550 Jews lived in Assen before the Second World War. Only 25 returned from them. On Sunday, the Drents Archief, together with the Asser Historical Association, stands still during open Jewish houses. In various places in the city where Jewish residents lived and worked during and just after the Second World War, there are memorials.
During city walks with a guide, who leave at 11 a.m., 2 p.m. and 3 p.m. from the Drents Archief, the stories of Jewish Assen come up again during the Second World War. “We try to tell the experiences of the Jewish Assenaren during the Second World War, sketch what these people have experienced,” says Tibbe Breimer, Coordinator of Stadsgidsen of the Asser Historical Association. The route runs through various parts of the former Jewish neighborhood, such as the Rolderstraat. Where most of the Jewish residents of Assen lived and worked.
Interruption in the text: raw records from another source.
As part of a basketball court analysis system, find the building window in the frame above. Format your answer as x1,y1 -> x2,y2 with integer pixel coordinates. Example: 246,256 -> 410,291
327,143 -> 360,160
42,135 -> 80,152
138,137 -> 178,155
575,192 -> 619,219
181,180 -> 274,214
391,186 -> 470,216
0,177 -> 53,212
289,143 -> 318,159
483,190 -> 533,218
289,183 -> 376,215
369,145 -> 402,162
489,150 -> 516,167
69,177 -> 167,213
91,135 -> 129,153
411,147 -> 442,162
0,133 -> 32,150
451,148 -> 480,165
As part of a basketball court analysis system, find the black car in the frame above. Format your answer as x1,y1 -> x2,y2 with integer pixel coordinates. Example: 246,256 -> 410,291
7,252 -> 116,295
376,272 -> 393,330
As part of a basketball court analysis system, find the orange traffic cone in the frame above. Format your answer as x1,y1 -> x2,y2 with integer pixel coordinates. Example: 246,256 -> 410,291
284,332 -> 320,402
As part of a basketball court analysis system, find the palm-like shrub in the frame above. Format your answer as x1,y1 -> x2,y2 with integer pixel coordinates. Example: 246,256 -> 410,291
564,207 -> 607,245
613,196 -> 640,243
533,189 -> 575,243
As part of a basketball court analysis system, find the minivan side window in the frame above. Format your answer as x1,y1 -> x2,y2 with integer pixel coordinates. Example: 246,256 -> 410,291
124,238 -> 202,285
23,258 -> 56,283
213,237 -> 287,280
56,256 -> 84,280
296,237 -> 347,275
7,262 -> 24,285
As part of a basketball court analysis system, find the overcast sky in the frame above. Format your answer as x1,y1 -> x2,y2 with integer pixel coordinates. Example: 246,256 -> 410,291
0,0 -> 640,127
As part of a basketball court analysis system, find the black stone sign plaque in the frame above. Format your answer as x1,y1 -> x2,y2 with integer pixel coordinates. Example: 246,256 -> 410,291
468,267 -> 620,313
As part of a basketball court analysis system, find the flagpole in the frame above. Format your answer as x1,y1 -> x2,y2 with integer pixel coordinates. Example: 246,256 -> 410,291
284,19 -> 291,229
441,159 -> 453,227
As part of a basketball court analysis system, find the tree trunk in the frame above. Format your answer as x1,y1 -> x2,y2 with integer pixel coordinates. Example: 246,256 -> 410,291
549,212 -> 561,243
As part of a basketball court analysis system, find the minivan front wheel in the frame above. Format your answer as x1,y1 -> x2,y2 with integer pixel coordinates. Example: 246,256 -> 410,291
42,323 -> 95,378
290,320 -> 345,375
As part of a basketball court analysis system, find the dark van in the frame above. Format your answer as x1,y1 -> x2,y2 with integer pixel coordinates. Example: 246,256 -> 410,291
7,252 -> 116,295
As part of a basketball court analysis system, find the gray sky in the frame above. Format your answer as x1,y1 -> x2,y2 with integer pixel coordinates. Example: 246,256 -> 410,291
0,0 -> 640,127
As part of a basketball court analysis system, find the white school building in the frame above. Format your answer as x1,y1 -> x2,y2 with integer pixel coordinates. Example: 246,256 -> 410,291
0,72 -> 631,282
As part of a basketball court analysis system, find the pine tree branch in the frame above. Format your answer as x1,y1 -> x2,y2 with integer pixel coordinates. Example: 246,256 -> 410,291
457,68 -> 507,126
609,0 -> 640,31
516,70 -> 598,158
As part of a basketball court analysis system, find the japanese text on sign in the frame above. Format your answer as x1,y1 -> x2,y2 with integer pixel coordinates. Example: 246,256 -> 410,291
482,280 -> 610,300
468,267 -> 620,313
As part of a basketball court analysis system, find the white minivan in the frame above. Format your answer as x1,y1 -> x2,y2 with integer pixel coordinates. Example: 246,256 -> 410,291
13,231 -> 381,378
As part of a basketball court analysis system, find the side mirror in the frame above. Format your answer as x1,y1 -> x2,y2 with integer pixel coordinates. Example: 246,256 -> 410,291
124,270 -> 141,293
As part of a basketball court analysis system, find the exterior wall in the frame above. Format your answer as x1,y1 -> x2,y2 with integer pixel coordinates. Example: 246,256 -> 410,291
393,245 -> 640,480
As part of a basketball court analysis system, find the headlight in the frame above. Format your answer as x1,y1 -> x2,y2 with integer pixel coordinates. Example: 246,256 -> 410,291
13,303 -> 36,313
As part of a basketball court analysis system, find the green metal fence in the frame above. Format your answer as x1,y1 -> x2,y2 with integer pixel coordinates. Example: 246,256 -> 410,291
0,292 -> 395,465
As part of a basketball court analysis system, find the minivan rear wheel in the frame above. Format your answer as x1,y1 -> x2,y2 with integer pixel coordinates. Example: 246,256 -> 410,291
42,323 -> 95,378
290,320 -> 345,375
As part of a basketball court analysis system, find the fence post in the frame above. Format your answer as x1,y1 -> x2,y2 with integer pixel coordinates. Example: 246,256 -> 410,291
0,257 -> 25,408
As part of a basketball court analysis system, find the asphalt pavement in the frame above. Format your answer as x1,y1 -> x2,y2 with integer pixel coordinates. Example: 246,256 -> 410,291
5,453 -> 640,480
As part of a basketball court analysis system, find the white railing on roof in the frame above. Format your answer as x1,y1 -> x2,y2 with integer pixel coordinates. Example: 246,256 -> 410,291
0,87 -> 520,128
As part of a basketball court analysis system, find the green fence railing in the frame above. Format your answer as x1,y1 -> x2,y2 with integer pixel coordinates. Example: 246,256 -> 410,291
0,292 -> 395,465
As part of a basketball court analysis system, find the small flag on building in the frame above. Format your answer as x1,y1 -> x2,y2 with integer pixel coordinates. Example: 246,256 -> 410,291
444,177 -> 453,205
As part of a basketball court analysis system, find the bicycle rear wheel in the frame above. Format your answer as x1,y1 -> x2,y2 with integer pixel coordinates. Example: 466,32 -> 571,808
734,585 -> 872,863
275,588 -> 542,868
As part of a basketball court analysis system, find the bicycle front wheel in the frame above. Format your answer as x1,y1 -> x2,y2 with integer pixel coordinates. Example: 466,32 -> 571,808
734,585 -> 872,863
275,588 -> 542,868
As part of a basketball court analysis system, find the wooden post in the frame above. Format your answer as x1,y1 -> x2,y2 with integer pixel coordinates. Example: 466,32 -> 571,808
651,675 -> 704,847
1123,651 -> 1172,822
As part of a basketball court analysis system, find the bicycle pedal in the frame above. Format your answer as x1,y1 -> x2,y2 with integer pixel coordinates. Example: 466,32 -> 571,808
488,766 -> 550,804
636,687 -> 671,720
Only 25 of the 550 Jewish Assenaren survived the war. “That is very sad,” says Breimer. The route runs, among other things, along ‘the wall that saw everything’. On October 2, 1942, 234 Jewish inhabitants were gathered here during the Grote Razia and then be taken away. “A very impactful story,” says Breimer.
During open Jewish houses, Anna Nieweg and her foster daughter Lotte Auszenberg, among others, are commemorated. Nieweg was born in 1894 in Usquert in Groningen. She marries Berend Davidson and starts living together in Assen. After 18 years, they divorced in 1938. In the same year, Nieweg records 7-year-old Lotte Auszenberg as her foster daughter, a German refugee from Cologne.
Anna works as a teacher in Assen, but because she is Jewish, she loses her job. She goes to work in the Rolderstraat at the school for Jewish children. Anna and Lotte are picked up during the large raid. Anna is deported to Auschwitz on October 19, 1942. Three days later she is killed. Lotte was transported from Westerbork on 2 March 1943. Transport will arrive in Sobibor on 5 March. All deportees, including Lotte, are murdered in the gas chambers shortly after arrival.
History student Nina Venema from Hoogersmilde tells the story of Anna Nieweg and Lotte Auszenberg Sunday at the Oude Synagogue at Groningerstraat 14 at 11.15 am and 2 pm. “The story shows that they were very normal people who experienced terrible things.”
Leida van Tijn, Salo Boekbinder and Ido Wolf are also commemorated during open Jewish houses. In 1942, Tijn and Boekbinder flee as a newlywed couple to the safe part of France, but they are still arrested there. Salomon ends up in Sobibor through the French transit camp Drancy and is killed there. Leida survives the war and returns to Assen. She marries Ido Wolf.
Hélène Wolf, the daughter of Leida and Ido tells their story on Sunday at 2 p.m. during a commemoration at Prins Hendrikstraat 1a. The Wolf family lived in this house until they were put out of their home in 1942. They had to make way for the future commander of the Westerbork transit camp, Albert Konrad Gemmeker.
In addition to the city walks, three millimeters of films about Jewish Assen are shown in the Drents Archief between 11 a.m. and 4 p.m. The film was made before the war by Samuel Joseph Wolf, the grandfather of Hélène Wolf. It is also possible in the Drents Archief to ask questions about their own family members during the Second World War.
The commemorations and film can be attended for free and without registering.